3 of 131 comments (clear)

  1. Simple problem with a simple solution by carlhaagen · · Score: 5, Informative

    As a sailor who use GPS alongside traditional navigation: stop using devices that poll and insert a new leg on your route every 5 seconds. If you lower the polling frequency to f.e. every 1 or 2 minutes this problem goes away. I realize that this doesn't work for people who insist on taking their morning run zig-zagging through city blocks.

    1. Re:Simple problem with a simple solution by Aighearach · · Score: 5, Informative

      http://www.adafruit.com/datash...

      That's the cheapo GPS chip that makers are using. ~$40 on a breadboad module, but more like $5 as an OEM part. Calculates and stores "up to 3 days" of satellite position, then uses a lookup table. That is part of why new units still take a long time to get a cold fix; they're calculating satellite positions.

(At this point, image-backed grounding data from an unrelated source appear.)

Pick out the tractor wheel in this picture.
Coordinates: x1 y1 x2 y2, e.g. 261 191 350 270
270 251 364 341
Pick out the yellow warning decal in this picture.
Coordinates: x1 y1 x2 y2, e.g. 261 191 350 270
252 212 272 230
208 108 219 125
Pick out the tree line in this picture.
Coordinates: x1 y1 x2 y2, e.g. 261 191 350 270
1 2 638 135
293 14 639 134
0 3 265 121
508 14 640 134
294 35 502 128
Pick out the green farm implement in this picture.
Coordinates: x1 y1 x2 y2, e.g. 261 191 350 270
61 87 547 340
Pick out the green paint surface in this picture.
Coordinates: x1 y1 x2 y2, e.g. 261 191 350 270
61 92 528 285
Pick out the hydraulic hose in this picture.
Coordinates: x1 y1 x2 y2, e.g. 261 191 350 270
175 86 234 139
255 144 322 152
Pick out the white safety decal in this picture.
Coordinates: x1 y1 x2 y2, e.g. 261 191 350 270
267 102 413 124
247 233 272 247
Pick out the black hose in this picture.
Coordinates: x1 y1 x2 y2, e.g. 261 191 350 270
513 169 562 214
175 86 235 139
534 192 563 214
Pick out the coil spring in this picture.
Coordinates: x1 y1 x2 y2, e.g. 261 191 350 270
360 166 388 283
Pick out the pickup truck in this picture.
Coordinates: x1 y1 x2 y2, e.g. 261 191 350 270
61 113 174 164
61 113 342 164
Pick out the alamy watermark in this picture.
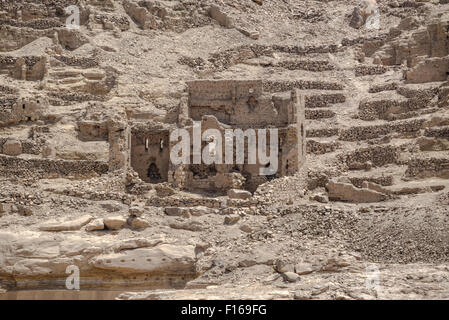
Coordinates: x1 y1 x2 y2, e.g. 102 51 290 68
65 265 80 290
65 5 80 29
170 123 279 176
363 1 380 30
365 264 380 290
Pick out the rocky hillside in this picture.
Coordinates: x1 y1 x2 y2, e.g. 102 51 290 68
1 0 449 300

      This has been a standard feature since around 10-15 years ago when they started advertising improved urban accuracy. If you're not predicting locations, you'd have to do a cold fix every time you walked past a building! It would be basically unusable downtown. Like in the old days! Back then it was also largely unusable in the forest; you'd have to find a clearing, or else remain stationary for a couple minutes, to get a fix on a cheap unit. That is why back then for serious outdoor use people were dropping $500 on dedicated GPS units that had the predictive routines, and regular GPS was intended mostly for highway auto use where the sky is usually visible.

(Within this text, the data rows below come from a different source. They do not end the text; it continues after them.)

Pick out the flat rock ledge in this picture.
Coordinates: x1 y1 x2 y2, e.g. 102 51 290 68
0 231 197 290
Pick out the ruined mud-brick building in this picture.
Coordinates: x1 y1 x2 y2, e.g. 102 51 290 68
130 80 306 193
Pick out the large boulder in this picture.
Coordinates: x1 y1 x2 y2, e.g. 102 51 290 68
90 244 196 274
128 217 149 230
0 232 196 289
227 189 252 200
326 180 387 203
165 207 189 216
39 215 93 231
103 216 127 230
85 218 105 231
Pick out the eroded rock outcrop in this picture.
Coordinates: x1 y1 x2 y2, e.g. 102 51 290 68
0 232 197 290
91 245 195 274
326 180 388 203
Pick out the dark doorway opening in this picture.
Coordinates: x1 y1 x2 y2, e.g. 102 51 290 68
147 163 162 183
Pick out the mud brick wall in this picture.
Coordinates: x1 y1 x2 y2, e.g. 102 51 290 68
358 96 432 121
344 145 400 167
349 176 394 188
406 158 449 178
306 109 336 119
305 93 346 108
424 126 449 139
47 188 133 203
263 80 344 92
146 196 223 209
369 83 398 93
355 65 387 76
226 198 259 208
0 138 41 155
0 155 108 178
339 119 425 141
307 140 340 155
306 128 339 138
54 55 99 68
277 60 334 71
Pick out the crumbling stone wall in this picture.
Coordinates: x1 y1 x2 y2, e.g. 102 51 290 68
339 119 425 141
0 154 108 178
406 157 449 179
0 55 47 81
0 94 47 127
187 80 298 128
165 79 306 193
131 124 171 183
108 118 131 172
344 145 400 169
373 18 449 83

      Almost everything predictive uses Kalman filters. That is not a sign of low quality. It is a system of using predictions and expected error rates to overcome noise. If the result quality is low, it is not because of using a Kalman filter it is because of having a low quality prediction routine, or an inaccurate expected noise level. There is nothing about orbital mechanics or radio propagation that makes Kalman filters a poor fit; actually, it is nearly the ideal case for them; the noise will have a Gaussian distribution.

  2. Perhaps this explains my Garmin by suprcvic · · Score: 3, Informative

    I began running 5ks recently and the watch consistently reports my distance as 100 - 150 meters short of 5k when I finish. It is also fairly inaccurate in reporting my current pace particularly when I've turned a corner or made any kind of deviation from a straight line really. I've been running long enough at this point to know when I'm running a 9 minute/km pace (yeah, I'm a turtle) but my watch will occasionally say I'm running a 7 minute km.